A quick thought, from someone who is more sociologically than economistically inclined: is the financial crisis not a “depth charge” indicating the net weight of the American political system in the world system? However much we might wish a third-party candidate was viable at the moment, or however much we might secretly cherish the prospect of pulling the lever for Obama, both candidates will not only represent but structurally be radical breaks with the Bush administration: Obama will perversely deepen the bilateral ties between the Third World and developing European nations that developed this decade, ties Bush exploited to put together the “coalition of the willing” but will presumably assume the shape of a “Good Neighbor policy” in Obama’s hands. McCain’s genuine distaste for torture will snap the faux security state Securing a “Homeland” and wagging dogs in what could otherwise be meaningless low-level conflicts with an Axis of Unpleasantness. 

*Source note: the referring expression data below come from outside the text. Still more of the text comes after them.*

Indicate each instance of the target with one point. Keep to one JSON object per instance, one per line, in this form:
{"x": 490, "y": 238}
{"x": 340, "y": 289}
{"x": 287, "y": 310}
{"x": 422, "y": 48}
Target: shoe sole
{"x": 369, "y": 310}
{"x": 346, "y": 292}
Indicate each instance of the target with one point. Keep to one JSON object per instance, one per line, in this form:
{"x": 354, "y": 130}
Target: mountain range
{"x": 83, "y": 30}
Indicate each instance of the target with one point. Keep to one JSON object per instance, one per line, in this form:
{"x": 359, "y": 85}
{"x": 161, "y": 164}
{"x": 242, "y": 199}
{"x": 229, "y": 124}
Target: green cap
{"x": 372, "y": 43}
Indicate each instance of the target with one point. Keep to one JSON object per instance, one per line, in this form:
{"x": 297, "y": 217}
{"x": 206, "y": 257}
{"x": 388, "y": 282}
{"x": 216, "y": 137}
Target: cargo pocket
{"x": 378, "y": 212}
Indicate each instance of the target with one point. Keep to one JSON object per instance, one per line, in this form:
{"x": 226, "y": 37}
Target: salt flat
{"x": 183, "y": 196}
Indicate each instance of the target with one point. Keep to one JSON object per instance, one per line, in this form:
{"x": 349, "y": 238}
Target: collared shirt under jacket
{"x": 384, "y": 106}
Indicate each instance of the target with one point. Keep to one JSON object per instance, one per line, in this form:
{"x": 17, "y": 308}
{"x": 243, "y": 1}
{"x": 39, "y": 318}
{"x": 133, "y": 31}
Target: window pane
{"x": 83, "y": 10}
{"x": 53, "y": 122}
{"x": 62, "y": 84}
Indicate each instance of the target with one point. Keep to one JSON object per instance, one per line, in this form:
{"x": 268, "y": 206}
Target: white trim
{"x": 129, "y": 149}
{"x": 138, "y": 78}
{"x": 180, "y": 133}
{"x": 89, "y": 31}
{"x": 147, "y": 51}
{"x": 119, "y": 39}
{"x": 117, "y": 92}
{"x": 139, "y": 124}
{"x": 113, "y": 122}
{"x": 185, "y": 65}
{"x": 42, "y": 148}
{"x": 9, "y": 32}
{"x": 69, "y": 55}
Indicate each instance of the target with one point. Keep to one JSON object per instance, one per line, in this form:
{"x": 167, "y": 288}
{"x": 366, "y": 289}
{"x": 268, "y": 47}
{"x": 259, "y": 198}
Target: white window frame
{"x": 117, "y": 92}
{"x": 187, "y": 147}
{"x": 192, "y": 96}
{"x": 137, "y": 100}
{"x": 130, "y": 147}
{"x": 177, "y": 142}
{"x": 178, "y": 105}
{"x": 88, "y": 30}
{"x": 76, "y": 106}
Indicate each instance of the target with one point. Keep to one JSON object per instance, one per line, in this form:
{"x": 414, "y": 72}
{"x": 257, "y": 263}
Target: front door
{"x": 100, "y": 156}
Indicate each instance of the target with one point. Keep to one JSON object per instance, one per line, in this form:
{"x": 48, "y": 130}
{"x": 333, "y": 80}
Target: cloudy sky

Neither candidate does what is economically essential over the long term, realizing that the US cannot be a “prestige” economy piratically exporting Ideas to other countries in exchange for cheap goods in lieu of being a normal country and having domestic industrial production for domestic consumption. But in some short term we are all living, and eagerly bowing to Schadenfreude over gnomes somewhere or other whose failed wizardry caused the material facts of production to topple over does a disservice to the possibility of American democracy — an excellent idea, and a reality which waxes and wanes with effective control over representatives and the executive by the great masses. This plays into the hands of bailout phonies and Brilliant Executives who are looking for excuses to stop going concerns rather than pay out to an empowered proletariat.